Carmichael’s wide smile revealed an uneven row of rotten, yellow-stained teeth. The overwhelming scent of garlic threatened to bowl Geoffrey over. Then his eyes fell to Lord Carmichael’s hands clasped in front of his cumbersome belly. A thin haze of red rage clouded his vision as he remembered the moment he’d come upon Abigail with this fiend’s gnarled hands pawing at her person.

“Step aside, Carmichael,” he seethed.

A loud chortling laugh escaped Carmichael, but broke off into a fit of choking. “Redbrooke,” he said when he’d again managed to breathe.

His mother placed her fingertips along his coat sleeve, and she gave a faint squeeze. “Geoffrey,” she said quietly.

“Rushing off, eh, Redbrooke?” He waggled his overgrown, bushy white eyebrows. “Can’t run from a scandal, really, though can you? Why, not even an ocean away is enough, sometimes.” He dissolved into another round of laughter as though he’d delivered the wittiest of jests.

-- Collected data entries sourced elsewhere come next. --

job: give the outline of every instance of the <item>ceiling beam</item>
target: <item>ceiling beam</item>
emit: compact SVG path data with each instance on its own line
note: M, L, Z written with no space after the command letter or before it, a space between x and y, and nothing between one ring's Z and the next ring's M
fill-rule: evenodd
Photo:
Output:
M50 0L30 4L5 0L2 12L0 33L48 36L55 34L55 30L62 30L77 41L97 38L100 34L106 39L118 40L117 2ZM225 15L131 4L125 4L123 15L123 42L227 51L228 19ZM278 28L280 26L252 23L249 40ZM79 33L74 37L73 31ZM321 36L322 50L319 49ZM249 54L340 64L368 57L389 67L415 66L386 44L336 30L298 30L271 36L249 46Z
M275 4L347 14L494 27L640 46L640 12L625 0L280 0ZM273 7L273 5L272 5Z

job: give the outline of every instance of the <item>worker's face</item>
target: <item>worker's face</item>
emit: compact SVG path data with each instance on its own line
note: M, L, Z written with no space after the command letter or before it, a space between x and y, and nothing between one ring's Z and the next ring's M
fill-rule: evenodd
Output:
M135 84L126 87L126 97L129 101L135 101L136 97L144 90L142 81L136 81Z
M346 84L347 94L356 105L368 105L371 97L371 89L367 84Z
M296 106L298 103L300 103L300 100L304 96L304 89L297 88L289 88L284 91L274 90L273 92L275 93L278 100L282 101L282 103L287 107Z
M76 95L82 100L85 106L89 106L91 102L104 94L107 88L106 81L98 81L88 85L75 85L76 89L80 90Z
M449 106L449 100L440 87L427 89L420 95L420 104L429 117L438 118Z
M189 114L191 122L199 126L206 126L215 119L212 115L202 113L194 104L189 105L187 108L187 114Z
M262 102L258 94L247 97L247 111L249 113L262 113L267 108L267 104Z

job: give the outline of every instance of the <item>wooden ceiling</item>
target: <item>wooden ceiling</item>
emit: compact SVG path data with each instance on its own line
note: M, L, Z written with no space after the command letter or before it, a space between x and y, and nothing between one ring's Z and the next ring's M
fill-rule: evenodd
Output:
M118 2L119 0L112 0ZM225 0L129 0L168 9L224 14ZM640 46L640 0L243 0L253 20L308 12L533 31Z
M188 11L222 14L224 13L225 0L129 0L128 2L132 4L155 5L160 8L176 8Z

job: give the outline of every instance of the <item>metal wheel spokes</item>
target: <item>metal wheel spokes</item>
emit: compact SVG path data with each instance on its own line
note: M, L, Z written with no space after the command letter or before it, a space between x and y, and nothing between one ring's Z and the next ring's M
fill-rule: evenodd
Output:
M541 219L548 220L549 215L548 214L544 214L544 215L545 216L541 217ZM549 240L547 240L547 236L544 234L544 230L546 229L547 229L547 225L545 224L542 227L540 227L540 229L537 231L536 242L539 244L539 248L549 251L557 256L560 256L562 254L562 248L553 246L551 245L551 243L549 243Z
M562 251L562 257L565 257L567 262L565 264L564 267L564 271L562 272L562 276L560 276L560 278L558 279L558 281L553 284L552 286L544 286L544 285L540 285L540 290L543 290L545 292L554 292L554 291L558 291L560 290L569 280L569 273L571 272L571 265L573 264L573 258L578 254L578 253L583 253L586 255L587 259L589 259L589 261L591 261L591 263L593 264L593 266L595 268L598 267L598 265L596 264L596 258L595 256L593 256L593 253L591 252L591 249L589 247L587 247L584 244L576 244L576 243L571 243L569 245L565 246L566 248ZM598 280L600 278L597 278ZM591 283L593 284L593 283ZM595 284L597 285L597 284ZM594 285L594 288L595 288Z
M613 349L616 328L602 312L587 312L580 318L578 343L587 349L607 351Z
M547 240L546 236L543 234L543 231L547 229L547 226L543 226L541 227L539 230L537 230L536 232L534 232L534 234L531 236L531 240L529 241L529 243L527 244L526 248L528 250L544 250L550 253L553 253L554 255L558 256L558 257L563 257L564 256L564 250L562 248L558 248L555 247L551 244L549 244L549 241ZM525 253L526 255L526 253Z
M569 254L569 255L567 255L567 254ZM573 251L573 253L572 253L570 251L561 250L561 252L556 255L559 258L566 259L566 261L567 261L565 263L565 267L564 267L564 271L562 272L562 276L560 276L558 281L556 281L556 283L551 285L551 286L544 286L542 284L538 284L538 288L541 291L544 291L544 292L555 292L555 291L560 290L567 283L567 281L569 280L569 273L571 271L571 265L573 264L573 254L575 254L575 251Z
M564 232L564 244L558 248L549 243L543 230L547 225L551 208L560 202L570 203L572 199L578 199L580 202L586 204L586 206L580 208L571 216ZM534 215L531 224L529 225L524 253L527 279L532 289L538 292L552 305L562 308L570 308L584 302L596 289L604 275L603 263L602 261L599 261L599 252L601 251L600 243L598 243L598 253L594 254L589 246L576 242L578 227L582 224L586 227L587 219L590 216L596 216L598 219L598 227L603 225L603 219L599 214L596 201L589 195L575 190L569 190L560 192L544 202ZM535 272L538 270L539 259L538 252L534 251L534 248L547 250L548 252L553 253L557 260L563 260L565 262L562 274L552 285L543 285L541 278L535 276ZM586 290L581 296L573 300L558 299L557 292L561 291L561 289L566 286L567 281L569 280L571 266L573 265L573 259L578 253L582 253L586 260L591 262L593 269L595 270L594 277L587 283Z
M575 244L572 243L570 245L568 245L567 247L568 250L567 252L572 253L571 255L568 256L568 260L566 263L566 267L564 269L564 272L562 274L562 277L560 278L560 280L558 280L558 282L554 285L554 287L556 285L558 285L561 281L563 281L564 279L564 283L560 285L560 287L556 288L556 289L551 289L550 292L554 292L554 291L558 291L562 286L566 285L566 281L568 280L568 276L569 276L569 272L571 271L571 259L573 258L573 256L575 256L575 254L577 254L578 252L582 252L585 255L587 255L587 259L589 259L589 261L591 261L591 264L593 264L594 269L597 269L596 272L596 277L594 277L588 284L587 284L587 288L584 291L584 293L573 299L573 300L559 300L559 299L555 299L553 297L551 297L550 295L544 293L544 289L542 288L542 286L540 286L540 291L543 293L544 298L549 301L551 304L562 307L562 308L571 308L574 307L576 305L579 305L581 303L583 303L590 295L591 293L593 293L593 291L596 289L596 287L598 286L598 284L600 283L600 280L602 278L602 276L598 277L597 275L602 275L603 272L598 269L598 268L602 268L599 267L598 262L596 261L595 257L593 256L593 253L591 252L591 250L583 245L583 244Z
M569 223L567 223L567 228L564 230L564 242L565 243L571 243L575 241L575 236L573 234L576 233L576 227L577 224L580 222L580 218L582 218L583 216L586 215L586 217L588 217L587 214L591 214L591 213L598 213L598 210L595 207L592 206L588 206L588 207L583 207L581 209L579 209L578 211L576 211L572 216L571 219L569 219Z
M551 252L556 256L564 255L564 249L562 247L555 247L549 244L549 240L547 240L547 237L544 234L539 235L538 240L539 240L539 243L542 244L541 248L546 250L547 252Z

Geoffrey peered down his nose at Lord Carmichael. “What are you on about?” he said brusquely.

Carmichael’s eyes went wide in his fleshy face. He slapped a hand to his chest, and looked around in feigned disbelief.

“Geoffrey,” his mother said again, the thin thread of desperation there sent off the first warning bells within his mind.

“Never tell me, you’ve not heard,” Carmichael said in a loud whisper.

Geoffrey should continue onward and leave the old bastard prattling on like the bloody fool he was, but something compelled him to feed that question. “Heard?”

The old lord shook his head, the swift movement displaced a strand of white hair, and it fell over his eye, displaying his carefully covered balled pate. “Why, that scandalous bit of goods. Your Miss Stone. Tsk. Tsk.”

Geoffrey’s mouth went dry, and his hands balled into tight fists at his side. He clenched and unclenched them, until he realized what he was doing. Again, Abigail’s tormented visage flashed behind his eyes: her hasty flight from the ball, the bleeding anguish in her eyes.

Forgive me.

“Geoffrey, please,” his mother said again. The uncharacteristic desperate plea in that utterance should have propelled him forward.

“What are you talking about?” Geoffrey could no sooner call the words back than he could cut off his right limb.